Reproductive Rights: Couples have the basic right to decide freely and responsibly the number, spacing, and timing of their children, and individuals were able to make such decisions free from discrimination and coercion. Contraceptives were generally accessible to all men and women, both married and single, and provided free of charge in public clinics. Comprehensive essential obstetric, prenatal, and postnatal care is provided throughout the country in the public and private sectors. The Higher Council for the Affairs of Persons with Disabilities and civil society activists reported that forced sterilization of women and girls with intellectual disabilities was a common practice. The Higher Council reported that annually approximately 64 hysterectomies were performed on women with intellectual disabilities. A hospital official confirmed that three to four such operations were conducted annually, often at the behest of the victims’ families.
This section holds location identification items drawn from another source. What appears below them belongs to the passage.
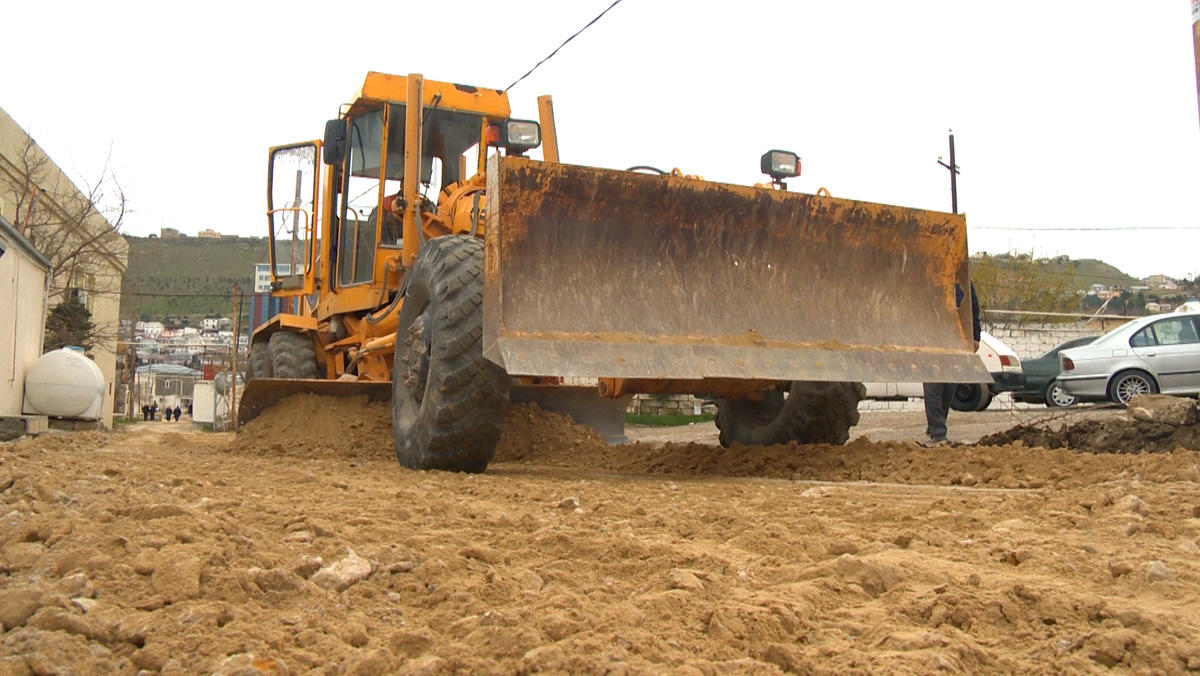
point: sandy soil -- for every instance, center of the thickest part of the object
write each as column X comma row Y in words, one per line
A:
column 301, row 545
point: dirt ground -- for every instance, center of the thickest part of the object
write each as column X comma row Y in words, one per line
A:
column 301, row 545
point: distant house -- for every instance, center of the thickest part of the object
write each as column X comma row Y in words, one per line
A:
column 150, row 329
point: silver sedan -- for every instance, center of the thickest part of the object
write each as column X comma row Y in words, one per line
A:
column 1150, row 354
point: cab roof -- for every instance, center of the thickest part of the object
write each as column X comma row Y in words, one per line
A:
column 384, row 88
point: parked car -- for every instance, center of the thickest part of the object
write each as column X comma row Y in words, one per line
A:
column 1146, row 356
column 1041, row 386
column 1000, row 360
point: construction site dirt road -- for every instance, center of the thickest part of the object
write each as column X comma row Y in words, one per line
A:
column 168, row 550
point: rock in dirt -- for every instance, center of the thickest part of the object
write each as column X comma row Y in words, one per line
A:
column 1163, row 408
column 1158, row 572
column 342, row 574
column 17, row 606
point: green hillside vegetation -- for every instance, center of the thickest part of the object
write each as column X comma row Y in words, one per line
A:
column 169, row 277
column 1018, row 281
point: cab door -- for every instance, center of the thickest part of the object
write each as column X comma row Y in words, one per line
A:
column 292, row 214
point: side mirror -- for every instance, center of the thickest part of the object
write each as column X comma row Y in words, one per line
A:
column 335, row 142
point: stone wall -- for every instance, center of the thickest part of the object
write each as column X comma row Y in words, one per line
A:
column 1035, row 340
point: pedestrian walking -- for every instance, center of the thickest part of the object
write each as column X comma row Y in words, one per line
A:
column 939, row 395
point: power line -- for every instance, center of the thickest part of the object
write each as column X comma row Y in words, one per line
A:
column 563, row 45
column 1086, row 228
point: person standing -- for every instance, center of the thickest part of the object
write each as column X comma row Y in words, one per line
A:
column 939, row 395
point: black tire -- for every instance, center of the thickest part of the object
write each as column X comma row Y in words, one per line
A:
column 1126, row 384
column 448, row 402
column 810, row 412
column 970, row 396
column 258, row 365
column 293, row 356
column 1056, row 396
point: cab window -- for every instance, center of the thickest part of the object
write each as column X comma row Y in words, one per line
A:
column 359, row 197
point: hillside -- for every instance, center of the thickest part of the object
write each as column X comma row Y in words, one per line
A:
column 1077, row 274
column 187, row 275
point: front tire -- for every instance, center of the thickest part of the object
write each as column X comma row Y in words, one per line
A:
column 448, row 401
column 259, row 363
column 1128, row 384
column 1056, row 396
column 809, row 412
column 293, row 356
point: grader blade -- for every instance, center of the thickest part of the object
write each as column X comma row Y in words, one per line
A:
column 597, row 273
column 263, row 393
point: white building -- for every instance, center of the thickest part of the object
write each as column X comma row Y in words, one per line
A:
column 150, row 329
column 263, row 275
column 64, row 215
column 23, row 299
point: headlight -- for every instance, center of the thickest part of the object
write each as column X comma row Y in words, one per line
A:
column 515, row 136
column 780, row 163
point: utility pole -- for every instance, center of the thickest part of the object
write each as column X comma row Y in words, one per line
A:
column 1195, row 39
column 954, row 175
column 233, row 368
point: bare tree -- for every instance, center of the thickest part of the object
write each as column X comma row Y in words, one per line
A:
column 77, row 227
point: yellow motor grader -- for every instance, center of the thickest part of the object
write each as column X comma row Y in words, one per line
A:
column 430, row 262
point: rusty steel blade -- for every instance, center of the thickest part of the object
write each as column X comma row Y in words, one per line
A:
column 599, row 273
column 263, row 393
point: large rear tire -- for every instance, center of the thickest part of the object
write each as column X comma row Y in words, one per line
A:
column 1128, row 384
column 292, row 356
column 809, row 412
column 259, row 363
column 448, row 402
Discrimination: Women experienced discrimination in inheritance, divorce, ability to travel (see also section 2.d.), child custody, citizenship (see section 2.d., Stateless Persons), pension and social security benefits, in certain circumstances in the value of their sharia court testimony (see section 1.e., Trial Procedures) ,and in the workplace.
Under sharia (Islamic law) as applied in the country, female heirs receive half the amount that male heirs receive. Even a sole female heir receives only half of her parents’ estate, with the balance going to designated male relatives, whereas a sole male heir inherits all of his parents’ property. Women may seek divorce only in return for waiving alimony or other financial rights. The law allows retention of financial rights under specific circumstances, such as spousal abuse. Special courts for each Christian denomination adjudicate marriage and divorce.
The law allows fathers to prevent their children from leaving the country through a court order; however, this same court order is not available to mothers. Some mothers claimed that they were prevented from departing the country with their children because authorities enforced requests from fathers to prevent their children from leaving. However, authorities did not stop fathers from exiting the country with their children when the mother objected.
The government provided men with more generous social security benefits than it gave women. The government continued pension payments of deceased male civil servants to their heirs, but it discontinued payments to heirs of deceased female civil servants. Laws and regulations governing health insurance for civil servants do not permit married women to extend their health insurance coverage to dependents or spouses. However, divorced and widowed women may extend coverage to their children.
Women’s rights activists complained that the law granting women equal pay for equal work was not enforced. Many women said traditional social pressures discouraged them from pursuing professional careers, especially after marriage.